Paper No. 66
Presentation Time: 6:30 PM-8:30 PM
“PRESENTING THE KEY TO THE PAST”: ADVANCING INSTRUCTION IN SEDIMENTARY GEOLOGY THROUGH FIELD EXPERIENCES IN MODERN CARBONATE ENVIRONMENTS
The sedimentary geology curriculum at Western Kentucky University has long had a field-based laboratory component designed to teach undergraduates fundamental field techniques and methodologies. Students typically become good descriptive geologists; however, their ability to interpret our local Mississippian limestones is hampered by a lack of experience in modern environments and difficulties related to comprehension of rates of geological processes. A new field program based on San Salvador Island, Bahamas, was recently established to address these issues. Students can now participate in a 7 to 10 day field course on San Salvador any time after the completion of an introductory physical geology course. While on the island, students learn about modern depositional environments and geological processes through field trips and small-scale research projects. Topics covered include carbonate sediment production, sedimentary structures, carbonate diagenesis, Quaternary sea level history, paleocurrent analysis, tidal processes, paleosols, island hydrogeology, cave and karst development, and coral reef formation.
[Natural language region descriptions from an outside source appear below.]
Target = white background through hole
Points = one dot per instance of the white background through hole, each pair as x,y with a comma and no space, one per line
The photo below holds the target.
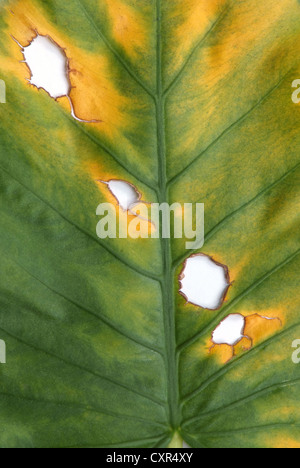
230,330
204,283
48,65
124,193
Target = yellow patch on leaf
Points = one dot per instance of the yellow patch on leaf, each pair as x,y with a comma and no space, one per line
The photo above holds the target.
93,94
129,29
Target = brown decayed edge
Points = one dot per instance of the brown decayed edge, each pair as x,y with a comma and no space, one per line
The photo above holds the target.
227,275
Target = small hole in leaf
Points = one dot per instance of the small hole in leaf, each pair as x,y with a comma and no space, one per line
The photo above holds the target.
125,193
204,282
237,330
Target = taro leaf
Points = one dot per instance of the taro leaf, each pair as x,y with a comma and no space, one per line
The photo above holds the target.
194,98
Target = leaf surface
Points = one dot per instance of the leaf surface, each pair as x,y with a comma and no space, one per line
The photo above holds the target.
194,99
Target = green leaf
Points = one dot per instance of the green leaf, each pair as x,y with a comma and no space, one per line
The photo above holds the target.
193,103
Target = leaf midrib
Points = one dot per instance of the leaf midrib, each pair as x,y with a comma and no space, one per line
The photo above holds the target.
167,284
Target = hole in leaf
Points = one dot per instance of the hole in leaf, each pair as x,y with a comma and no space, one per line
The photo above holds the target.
204,282
236,330
49,68
125,193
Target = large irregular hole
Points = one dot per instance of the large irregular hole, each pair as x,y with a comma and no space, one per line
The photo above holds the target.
48,65
204,282
49,68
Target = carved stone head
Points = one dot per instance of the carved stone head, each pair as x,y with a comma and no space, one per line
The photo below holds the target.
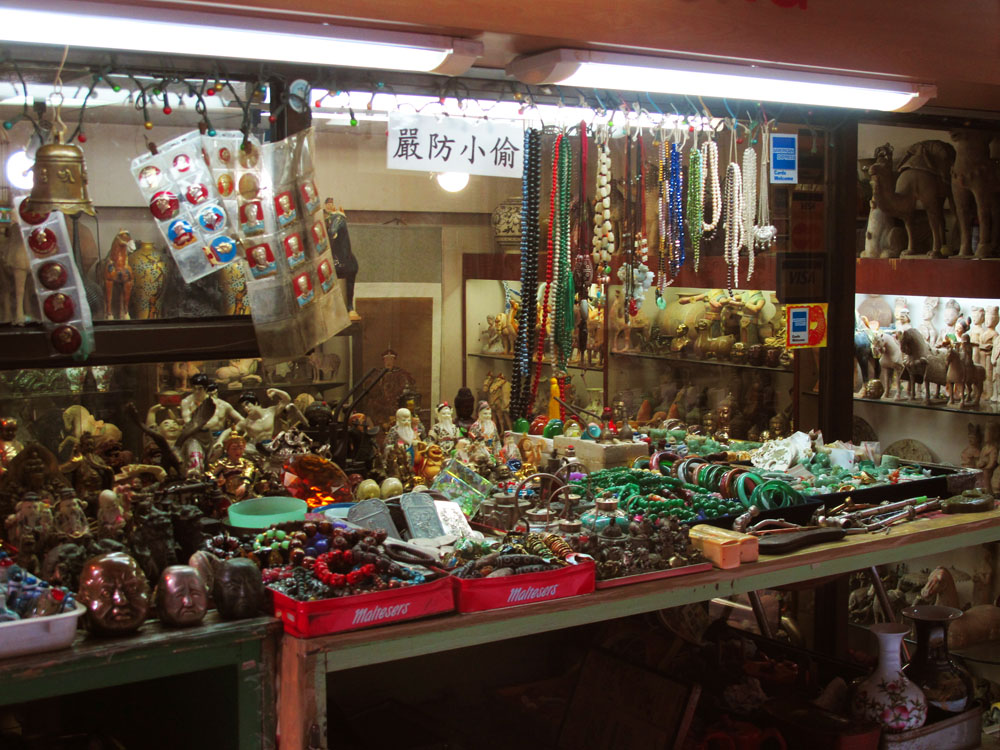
115,593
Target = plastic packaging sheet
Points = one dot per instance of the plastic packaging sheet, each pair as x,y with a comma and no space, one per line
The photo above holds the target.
225,198
61,296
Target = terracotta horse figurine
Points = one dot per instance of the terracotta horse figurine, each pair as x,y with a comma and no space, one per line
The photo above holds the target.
118,273
886,349
922,364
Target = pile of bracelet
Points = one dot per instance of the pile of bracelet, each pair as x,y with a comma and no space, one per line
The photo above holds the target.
647,544
750,488
827,478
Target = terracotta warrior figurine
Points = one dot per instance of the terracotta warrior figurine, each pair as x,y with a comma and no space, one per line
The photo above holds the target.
902,313
260,423
445,432
401,434
927,329
483,430
952,312
987,349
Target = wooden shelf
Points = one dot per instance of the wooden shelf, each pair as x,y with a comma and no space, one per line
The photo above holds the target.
985,407
691,361
141,341
547,363
115,393
91,663
302,698
920,275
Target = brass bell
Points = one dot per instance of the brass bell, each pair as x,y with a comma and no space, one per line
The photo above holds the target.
60,179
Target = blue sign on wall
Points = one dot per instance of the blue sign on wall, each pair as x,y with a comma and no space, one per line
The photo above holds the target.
784,158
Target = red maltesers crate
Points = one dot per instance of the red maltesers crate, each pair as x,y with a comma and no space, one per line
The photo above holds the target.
326,616
478,594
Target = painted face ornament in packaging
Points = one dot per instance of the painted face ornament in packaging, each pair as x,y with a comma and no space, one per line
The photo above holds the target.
183,196
325,273
58,284
261,260
295,300
304,292
295,249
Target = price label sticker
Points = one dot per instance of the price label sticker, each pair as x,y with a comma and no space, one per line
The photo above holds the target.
805,325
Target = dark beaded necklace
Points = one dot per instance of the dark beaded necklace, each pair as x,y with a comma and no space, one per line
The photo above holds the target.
528,312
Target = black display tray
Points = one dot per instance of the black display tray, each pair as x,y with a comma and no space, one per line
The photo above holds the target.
944,481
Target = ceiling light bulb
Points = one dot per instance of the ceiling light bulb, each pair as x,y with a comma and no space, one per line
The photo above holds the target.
453,182
607,70
18,169
83,24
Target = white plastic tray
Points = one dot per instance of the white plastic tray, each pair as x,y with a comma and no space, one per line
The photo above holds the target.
38,634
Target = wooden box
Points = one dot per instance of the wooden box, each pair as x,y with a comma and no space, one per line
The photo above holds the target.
598,456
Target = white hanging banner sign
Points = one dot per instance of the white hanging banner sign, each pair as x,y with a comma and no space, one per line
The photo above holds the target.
425,143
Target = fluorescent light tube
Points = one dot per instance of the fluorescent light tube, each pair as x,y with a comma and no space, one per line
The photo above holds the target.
82,24
608,70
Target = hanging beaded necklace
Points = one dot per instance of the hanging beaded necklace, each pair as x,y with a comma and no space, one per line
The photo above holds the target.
528,312
733,223
764,233
710,173
662,191
551,273
749,204
694,214
604,237
676,210
565,293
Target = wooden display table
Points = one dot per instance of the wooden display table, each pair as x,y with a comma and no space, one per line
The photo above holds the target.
248,646
304,663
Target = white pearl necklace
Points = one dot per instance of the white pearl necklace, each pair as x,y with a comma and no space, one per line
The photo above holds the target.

Thus far we have found that students who have completed the Bahamas course have a much more intuitive understanding of ancient geological processes and their spatial/temporal relations than their predecessors who lacked a similar field experience. In fact, we revised our undergraduate geology curriculum to formally introduce field experiences early in our students training. Judging from our experience in San Salvador, field experiences in modern environments have not only advanced student learning, they have helped us to recruit students to our major and retain them in our program.